Кончаю. Мое заявление и обширно и, наверно, содержит много лишних слов, но сейчас лучше не выйдет. Я совершил во всей этой истории много ошибок. Я с полной искренностью и возможной объек­тивностью изложил, как я к ним подошел. Мне нужна сейчас поддержка партии.

Никогда я себя не чувствовал так тяжело морально, как сейчас. Я прошу дать ход этому заявлению, как можно быстрее. Я хочу, чтобы моя организация знала все и чтобы я снова мог прямо смотреть в глаза каждому партийцу.
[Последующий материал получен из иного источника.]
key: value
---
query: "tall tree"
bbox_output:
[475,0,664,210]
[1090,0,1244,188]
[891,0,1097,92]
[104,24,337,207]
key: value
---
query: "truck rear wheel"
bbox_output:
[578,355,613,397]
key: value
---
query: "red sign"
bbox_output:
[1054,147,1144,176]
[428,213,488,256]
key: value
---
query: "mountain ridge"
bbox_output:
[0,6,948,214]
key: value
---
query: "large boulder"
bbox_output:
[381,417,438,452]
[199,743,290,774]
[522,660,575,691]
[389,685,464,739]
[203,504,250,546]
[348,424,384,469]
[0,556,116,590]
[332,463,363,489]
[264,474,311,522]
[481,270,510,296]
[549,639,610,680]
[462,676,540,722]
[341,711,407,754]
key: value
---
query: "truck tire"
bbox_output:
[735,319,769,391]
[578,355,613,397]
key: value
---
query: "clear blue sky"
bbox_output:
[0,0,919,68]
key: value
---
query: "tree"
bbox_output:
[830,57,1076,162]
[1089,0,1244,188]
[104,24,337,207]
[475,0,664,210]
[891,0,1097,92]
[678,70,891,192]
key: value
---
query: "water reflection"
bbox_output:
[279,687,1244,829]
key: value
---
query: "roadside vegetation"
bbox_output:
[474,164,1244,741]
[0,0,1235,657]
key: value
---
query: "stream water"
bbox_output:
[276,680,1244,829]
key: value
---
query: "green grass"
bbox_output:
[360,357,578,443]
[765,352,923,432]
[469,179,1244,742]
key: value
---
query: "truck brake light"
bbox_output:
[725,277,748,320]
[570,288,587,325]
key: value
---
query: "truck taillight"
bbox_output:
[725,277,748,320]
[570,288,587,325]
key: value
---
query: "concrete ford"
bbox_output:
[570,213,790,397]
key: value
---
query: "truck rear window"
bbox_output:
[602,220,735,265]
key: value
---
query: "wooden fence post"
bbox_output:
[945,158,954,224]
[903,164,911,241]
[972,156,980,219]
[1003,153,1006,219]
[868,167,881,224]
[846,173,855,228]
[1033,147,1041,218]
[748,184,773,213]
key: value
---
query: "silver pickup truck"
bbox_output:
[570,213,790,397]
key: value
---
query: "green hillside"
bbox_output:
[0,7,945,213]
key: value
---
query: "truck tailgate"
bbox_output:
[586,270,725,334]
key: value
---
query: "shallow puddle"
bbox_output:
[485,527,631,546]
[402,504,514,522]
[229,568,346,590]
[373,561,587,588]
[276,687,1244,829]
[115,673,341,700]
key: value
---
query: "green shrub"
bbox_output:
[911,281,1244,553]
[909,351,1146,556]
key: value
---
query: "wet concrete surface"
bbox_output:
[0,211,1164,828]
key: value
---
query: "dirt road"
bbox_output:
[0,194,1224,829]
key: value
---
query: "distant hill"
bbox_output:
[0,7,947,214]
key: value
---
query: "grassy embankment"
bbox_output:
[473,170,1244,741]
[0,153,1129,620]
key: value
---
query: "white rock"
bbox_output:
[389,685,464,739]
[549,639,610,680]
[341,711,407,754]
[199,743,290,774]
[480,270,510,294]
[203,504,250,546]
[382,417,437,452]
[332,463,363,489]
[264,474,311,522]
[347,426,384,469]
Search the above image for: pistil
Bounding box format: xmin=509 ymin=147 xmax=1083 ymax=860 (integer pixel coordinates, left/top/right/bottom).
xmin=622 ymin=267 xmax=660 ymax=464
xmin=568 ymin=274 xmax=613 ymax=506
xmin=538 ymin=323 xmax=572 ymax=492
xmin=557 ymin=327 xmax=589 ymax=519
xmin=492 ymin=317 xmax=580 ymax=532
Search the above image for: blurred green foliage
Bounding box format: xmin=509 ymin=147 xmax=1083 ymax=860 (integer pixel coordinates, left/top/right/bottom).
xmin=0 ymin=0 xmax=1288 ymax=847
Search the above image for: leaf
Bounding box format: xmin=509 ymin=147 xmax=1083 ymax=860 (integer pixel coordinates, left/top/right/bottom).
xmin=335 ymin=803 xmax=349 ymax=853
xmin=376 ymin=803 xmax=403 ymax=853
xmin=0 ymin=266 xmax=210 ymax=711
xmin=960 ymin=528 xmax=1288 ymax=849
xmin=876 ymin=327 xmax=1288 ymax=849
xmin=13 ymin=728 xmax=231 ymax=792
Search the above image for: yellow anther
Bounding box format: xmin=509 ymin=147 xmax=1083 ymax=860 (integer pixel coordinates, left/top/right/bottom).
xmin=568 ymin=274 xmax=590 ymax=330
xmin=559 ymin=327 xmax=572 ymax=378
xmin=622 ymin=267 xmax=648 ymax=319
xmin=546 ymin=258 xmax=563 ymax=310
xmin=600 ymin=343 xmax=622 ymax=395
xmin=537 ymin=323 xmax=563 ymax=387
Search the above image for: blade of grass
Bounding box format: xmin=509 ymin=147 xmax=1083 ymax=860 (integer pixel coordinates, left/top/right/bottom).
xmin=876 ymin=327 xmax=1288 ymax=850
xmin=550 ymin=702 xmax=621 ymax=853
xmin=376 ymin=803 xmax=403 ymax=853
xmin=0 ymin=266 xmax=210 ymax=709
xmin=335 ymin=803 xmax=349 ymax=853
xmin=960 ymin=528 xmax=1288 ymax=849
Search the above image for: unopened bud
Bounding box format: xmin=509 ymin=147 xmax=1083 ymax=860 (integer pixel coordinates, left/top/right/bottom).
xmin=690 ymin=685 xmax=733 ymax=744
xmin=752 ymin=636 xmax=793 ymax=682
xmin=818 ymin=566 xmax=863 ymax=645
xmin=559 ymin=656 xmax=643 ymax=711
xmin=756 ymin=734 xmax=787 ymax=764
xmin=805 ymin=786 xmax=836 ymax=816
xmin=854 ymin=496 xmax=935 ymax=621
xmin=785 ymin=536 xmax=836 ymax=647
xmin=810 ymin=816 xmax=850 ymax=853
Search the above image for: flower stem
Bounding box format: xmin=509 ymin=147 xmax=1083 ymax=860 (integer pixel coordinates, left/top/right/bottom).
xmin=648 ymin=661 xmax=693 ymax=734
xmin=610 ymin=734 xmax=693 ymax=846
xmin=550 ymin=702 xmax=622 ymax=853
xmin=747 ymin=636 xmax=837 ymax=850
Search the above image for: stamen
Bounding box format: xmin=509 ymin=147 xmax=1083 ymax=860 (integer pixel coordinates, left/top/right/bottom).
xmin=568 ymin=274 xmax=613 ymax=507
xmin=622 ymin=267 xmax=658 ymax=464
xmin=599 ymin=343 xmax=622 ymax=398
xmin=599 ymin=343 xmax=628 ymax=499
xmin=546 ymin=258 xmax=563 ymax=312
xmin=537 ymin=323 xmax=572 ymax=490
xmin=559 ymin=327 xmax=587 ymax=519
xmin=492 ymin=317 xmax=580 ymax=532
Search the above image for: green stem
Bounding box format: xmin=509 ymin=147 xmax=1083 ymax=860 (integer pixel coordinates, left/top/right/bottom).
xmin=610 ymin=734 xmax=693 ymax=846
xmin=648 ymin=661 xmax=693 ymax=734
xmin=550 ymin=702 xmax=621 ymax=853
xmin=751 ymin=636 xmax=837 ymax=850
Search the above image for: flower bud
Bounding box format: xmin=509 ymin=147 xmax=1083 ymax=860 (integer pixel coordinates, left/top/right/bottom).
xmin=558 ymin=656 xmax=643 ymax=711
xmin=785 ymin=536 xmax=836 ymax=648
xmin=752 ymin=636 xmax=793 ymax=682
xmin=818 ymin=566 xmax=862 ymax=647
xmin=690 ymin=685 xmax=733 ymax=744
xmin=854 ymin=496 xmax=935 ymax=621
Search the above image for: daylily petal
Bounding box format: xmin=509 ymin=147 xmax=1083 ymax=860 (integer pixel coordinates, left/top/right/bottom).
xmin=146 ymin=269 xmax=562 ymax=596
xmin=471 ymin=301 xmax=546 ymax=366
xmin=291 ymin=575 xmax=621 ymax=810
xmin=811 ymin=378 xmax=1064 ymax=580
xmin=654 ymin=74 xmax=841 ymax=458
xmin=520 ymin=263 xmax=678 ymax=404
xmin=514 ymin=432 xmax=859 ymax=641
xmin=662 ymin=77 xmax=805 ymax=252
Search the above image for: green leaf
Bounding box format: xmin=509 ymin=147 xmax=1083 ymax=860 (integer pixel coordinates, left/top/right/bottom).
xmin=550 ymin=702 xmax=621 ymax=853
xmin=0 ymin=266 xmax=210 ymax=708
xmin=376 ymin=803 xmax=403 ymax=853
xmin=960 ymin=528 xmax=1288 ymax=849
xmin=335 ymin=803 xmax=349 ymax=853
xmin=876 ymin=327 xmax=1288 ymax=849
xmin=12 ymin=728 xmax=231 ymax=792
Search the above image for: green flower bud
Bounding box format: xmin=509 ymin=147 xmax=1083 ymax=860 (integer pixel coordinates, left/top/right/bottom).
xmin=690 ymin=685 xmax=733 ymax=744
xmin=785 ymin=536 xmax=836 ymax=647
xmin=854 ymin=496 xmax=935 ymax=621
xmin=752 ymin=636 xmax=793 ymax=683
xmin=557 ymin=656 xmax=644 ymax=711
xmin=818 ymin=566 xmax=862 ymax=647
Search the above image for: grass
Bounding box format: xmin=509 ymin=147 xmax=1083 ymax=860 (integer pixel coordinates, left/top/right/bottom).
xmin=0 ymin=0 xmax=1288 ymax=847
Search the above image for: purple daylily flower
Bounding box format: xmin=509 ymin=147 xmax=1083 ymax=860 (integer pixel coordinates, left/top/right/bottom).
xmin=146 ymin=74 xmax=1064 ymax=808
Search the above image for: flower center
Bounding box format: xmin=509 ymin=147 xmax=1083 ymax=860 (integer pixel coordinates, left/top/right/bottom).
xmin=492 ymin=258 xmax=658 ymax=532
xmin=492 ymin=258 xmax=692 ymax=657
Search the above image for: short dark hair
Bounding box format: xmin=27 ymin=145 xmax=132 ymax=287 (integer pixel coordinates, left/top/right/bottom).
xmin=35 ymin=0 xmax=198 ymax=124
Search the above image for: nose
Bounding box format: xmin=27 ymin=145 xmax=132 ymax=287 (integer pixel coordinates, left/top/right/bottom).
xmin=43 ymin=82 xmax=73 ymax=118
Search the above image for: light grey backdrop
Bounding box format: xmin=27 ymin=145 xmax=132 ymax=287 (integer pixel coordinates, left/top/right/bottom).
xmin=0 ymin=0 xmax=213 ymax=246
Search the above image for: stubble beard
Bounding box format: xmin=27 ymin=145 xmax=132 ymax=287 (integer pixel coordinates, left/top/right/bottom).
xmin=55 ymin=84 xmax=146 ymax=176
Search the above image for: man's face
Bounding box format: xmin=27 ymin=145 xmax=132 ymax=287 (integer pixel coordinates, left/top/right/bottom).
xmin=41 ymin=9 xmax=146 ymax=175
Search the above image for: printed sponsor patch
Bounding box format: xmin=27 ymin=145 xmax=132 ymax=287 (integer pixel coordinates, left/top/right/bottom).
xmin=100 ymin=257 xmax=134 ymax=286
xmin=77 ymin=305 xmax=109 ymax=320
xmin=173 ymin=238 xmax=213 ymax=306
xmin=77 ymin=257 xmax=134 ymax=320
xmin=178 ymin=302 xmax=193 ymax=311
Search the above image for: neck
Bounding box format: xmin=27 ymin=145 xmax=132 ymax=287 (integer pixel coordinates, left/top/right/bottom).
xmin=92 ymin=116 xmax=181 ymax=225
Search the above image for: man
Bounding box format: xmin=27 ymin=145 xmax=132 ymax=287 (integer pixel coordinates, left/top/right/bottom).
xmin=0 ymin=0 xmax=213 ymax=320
Я надеюсь, что несмотря на мое дело, все знающие меня верят, что в любую минуту я готов положить эту жизнь за дело социализма-коммунизма, что моя любовь и преданность Сталину, нашему ЦК может только кончиться с моей жизнью. Я прошу простить меня, что этот официальный документ я так кончаю, но повторяю, я никогда еще в жизни не чувствовал себя так гнетуще тяжело за все мои 30 лет в жизни партии.


МУЛИН.


25.8.36 г.        


Верно:


6 экз.



РГАСПИ Ф. 17, Оп. 171, Д. 236, Л. 98-105.


[1] Так в тексте. Вероятно, в оригинале было – "глазами".